E si tratterebbe qui di stabilire la plausibilità di una eventuale replica con cui si sostenesse che la pronuncia del giudice non è l'unica via consentita per fronteggiare il danno, essendo rimessa alla scelta del lavoratore l'adozione di alternative iniziative.

Resta comunque fermo che, nella fattispecie, il danno, derivante dall'inadempimento datoriale, consistito nella spesa sostenuta dal lavoratore per il riscatto degli anni di laurea, è stato il “prezzo” della stessa rimozione del danno in via definitiva, mediante la fuoriuscita del lavoratore dal posto di lavoro.

Osservazioni

Può essere interessante valutare se analoghe condotte del lavoratore in concreto volte a porre fine al protrarsi del danno determinato dal demansionamento possano essere effettivamente equiparate, ai fini del riconoscimento del nesso di causalità tra evento e danno, a quella posta in essere nel caso in esame.

Si pensi, ad esempio, all'ipotesi in cui il lavoratore demansionato proceda all'acquisto di un immobile con l'intento di darlo in locazione per garantirsi una sorta di rendita e, poi, si dimetta al fine di sottrarsi all'emarginazione sofferta sul posto di lavoro; potrà egli pretendere, a titolo risarcitorio, il rimborso del prezzo corrisposto per il predetto acquisto?

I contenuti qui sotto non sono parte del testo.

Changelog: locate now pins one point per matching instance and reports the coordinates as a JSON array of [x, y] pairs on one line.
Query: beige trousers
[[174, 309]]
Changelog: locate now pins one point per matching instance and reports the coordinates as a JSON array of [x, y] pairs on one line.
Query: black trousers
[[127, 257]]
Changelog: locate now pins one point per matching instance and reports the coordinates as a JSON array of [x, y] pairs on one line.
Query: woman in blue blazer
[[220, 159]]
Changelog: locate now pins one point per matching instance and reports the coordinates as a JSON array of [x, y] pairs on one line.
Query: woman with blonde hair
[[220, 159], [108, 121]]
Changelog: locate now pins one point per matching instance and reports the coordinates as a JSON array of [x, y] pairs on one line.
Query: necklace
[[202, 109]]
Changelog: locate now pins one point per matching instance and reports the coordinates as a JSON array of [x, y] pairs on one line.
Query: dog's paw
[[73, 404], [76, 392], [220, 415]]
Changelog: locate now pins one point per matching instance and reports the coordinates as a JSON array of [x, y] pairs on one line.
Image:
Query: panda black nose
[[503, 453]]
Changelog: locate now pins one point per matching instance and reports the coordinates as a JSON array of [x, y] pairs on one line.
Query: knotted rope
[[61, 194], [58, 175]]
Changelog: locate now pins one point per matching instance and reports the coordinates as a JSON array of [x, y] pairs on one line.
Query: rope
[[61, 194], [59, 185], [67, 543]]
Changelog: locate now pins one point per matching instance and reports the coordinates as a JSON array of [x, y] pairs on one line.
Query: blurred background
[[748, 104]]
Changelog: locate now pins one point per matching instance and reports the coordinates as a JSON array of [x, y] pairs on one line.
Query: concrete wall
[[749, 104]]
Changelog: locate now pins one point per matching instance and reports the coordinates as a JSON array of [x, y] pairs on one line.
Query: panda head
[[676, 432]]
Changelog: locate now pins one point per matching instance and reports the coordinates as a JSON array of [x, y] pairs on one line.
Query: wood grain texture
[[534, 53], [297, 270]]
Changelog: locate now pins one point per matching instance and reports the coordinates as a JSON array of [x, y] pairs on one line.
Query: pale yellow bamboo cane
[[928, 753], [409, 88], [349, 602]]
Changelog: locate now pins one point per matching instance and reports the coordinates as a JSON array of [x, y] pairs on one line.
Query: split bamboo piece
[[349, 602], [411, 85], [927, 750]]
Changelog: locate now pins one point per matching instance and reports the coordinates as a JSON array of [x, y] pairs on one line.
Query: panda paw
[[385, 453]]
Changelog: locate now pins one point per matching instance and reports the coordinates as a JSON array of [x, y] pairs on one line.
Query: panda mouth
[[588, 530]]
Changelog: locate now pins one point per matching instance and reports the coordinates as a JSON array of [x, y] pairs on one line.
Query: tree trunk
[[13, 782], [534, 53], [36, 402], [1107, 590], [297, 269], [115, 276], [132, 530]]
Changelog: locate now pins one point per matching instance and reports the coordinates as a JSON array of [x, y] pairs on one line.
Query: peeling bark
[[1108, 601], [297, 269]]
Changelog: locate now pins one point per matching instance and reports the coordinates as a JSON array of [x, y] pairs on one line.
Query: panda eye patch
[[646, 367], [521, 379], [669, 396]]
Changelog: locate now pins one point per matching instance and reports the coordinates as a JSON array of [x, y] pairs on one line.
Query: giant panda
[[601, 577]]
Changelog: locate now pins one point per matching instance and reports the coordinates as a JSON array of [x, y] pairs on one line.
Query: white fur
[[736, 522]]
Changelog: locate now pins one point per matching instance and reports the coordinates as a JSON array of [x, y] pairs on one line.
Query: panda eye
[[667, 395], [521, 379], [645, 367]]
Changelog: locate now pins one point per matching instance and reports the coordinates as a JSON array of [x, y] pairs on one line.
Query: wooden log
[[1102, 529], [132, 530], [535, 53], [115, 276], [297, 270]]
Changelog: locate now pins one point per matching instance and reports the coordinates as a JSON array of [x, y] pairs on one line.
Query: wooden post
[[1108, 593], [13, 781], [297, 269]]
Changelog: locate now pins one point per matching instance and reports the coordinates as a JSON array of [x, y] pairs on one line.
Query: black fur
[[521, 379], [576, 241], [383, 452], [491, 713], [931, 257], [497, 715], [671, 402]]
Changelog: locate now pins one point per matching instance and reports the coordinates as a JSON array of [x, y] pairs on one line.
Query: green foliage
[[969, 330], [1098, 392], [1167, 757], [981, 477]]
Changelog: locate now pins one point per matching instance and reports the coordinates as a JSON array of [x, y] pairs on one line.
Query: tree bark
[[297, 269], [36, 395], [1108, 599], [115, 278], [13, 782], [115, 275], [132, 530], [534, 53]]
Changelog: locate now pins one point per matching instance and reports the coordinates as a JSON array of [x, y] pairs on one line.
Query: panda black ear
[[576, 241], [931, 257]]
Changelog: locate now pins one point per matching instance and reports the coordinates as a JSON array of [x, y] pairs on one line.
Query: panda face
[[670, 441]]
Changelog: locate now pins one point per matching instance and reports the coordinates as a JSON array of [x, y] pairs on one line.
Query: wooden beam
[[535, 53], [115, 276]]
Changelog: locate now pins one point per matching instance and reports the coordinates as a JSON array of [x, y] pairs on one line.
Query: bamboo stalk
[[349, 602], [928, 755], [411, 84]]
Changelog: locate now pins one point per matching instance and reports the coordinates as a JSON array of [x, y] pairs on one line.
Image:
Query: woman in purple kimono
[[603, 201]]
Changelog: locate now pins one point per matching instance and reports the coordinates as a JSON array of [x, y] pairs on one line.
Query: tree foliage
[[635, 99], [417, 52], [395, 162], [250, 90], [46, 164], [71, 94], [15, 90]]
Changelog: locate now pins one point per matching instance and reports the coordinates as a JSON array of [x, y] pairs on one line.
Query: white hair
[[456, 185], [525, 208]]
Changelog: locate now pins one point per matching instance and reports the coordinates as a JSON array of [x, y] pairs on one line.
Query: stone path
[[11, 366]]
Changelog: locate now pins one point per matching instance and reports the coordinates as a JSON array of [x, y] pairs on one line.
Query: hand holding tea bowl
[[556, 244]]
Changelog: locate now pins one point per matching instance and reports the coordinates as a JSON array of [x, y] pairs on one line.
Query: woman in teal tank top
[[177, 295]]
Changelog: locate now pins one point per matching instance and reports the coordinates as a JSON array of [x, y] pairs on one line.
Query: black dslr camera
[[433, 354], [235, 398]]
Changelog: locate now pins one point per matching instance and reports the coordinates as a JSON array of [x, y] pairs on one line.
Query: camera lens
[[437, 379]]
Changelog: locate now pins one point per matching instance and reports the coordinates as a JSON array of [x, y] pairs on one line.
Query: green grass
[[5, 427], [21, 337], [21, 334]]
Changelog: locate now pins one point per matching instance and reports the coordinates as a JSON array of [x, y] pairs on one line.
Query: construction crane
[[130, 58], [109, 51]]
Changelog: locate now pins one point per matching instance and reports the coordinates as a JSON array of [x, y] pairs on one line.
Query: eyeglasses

La risposta negativa sembra ragionevole, poiché, in tal caso, quella del lavoratore di lasciare il posto di lavoro e di acquistare l'immobile costituisce una libera scelta che esula del tutto dal subito demansionamento e dagli ordinari danni alla professionalità.

Ma, a ben vedere, le due vicende non sono così diverse; in entrambi i casi egli affronta una spesa per garantirsi una serenità economica per l'avvenire e porre fine ad uno stato di emarginazione lavorativa.

Ciò che muta è, ovviamente, non tanto l'entità della spesa, quanto la causa della stessa; nel primo caso, infatti, il lavoratore si priva di una somma per accedere quanto prima alla pensione; nel secondo, la spesa è realizzata a fini speculativi, che non sembra ragionevole porre a carico del datore di lavoro.

Certamente, a differenziare le due ipotesi non può essere la imprevedibilità del danno, che per converso sembra presente in entrambe, ma solo il nesso di causalità.

In proposito, con una recente pronuncia - Cass. 19 luglio 2018, n. 19180 – è stato affermato che “Si ha interruzione del rapporto di causalità tra fatto del danneggiante ed evento dannoso per effetto del comportamento sopravvenuto di altro soggetto (che può identificarsi anche con lo stesso danneggiato), quando il fatto di costui si ponga, ai sensi dell'art. 41, comma 2, c.p., come unica ed esclusiva causa dell'evento di danno, sì da privare dell'efficienza causale e rendere giuridicamente irrilevante il precedente comportamento dell'autore dell'illecito, ma non quando, essendo ancora in atto ed in fase di sviluppo il processo produttivo del danno avviato dal fatto illecito dell'agente, nella situazione di potenzialità dannosa da questi determinata si inserisca una condotta di altro soggetto (ed eventualmente dello stesso danneggiato) che sia preordinata proprio al fine di fronteggiare e, se possibile, di neutralizzare le conseguenze di quell'illecito. In tal caso lo stesso illecito resta unico fatto generatore sia della situazione di pericolo sia del danno derivante dall'adozione di misure difensive o reattive a quella situazione, sempre che rispetto ad essa coerenti ed adeguate”.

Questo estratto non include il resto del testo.